Islamabad stated that the suicide bomber responsible for the attack on the Chinese engineers was an Afghan national.
“The attack on the Chinese engineers at Shangla (Khyber Pakhtunkhwa) is not the only attack. There are several attacks that are carried out by Afghan nationals in Pakistan, their dead bodies were there, and they were identified as Afghans,” Abdullah Khan, an Islamabad-based researcher for the Pakistan Institute of Conflict and Security Studies, told VOA.
Mounting security threats have prompted Pakistani officials to introduce security protocols requiring residential addresses of Chinese nationals and information about their mobility in the country.

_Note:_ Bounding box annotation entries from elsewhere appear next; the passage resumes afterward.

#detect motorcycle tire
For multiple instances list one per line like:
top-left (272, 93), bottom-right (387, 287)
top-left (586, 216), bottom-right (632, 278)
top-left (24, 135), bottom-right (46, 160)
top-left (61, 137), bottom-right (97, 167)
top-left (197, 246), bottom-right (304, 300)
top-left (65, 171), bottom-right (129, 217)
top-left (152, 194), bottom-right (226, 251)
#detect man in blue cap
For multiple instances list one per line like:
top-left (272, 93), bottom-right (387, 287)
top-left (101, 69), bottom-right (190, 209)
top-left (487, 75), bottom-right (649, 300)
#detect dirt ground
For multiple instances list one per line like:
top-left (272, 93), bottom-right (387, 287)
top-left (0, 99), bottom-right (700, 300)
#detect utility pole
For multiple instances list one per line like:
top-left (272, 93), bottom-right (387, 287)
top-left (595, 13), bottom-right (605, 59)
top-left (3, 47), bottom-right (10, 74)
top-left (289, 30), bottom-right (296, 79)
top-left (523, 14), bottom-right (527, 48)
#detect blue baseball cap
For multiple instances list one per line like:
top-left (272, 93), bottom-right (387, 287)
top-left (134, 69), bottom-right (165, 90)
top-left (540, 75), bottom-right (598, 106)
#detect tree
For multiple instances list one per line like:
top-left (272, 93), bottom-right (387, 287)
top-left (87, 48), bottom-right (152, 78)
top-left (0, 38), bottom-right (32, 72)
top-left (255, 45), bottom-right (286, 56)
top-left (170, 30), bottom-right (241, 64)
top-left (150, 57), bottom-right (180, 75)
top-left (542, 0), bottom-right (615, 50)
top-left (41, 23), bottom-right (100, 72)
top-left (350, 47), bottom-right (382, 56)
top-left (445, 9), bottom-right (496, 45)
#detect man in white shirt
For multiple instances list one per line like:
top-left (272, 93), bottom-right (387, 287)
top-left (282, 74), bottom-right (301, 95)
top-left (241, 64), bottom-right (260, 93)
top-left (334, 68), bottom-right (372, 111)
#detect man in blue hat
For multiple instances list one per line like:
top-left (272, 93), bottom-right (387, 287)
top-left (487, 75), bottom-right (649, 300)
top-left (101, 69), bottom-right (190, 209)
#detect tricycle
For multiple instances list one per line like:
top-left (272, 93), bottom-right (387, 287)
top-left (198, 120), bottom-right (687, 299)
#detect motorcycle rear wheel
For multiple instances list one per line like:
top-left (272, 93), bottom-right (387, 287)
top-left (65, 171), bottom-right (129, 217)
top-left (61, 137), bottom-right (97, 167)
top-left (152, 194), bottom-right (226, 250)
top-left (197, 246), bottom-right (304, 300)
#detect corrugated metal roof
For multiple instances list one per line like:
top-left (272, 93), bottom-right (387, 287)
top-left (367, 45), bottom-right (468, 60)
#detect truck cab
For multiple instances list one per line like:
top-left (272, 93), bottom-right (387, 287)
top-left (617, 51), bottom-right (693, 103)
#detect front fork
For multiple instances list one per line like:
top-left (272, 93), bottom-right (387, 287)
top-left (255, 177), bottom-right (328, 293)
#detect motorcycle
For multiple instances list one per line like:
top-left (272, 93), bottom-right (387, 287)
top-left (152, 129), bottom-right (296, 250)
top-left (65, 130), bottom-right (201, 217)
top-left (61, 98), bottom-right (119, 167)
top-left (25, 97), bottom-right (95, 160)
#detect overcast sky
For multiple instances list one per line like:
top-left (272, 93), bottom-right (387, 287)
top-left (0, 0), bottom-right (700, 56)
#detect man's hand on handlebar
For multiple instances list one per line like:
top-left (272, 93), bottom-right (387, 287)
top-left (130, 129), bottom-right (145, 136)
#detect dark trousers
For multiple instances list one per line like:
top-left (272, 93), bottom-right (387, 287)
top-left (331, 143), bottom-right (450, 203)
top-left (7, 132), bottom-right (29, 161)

Baloch separatist groups and Islamist militants have been targeting Chinese interests and personnel in Pakistan’s resources-rich southwestern Balochistan and northwestern Khyber Pakhtunkhwa provinces.
Militants associated with Baloch separatist groups have claimed responsibility for past attacks on Chinese nationals and interests in Pakistan. Earlier this month, the Pakistani army reported conducting 100 intelligence-based operations daily to combat terrorism.
In 2021, an attack on a bus carrying workers to the same hydropower project killed 13 people, including at least nine Chinese nationals. Two Islamist militants were sentenced to death for that attack.
No group has claimed responsibility for the latest suicide attack on Chinese engineers in Khyber Pakhtunkhwa. Pakistan announced on May 23 that the government will pay $2.58 million to the victims of the March attack.
Pakistan hosts many Chinese workers involved in Beijing’s projects under the China-Pakistan Economic Corridor (CPEC), which involves $62 billion in Chinese investments. However, Pakistani officials have noted that the pace of these projects has slowed in recent years.
Pakistani Prime Minister Shahbaz Sharif is set to visit Beijing in the first week of June to persuade China to revive CPEC, according to media reports.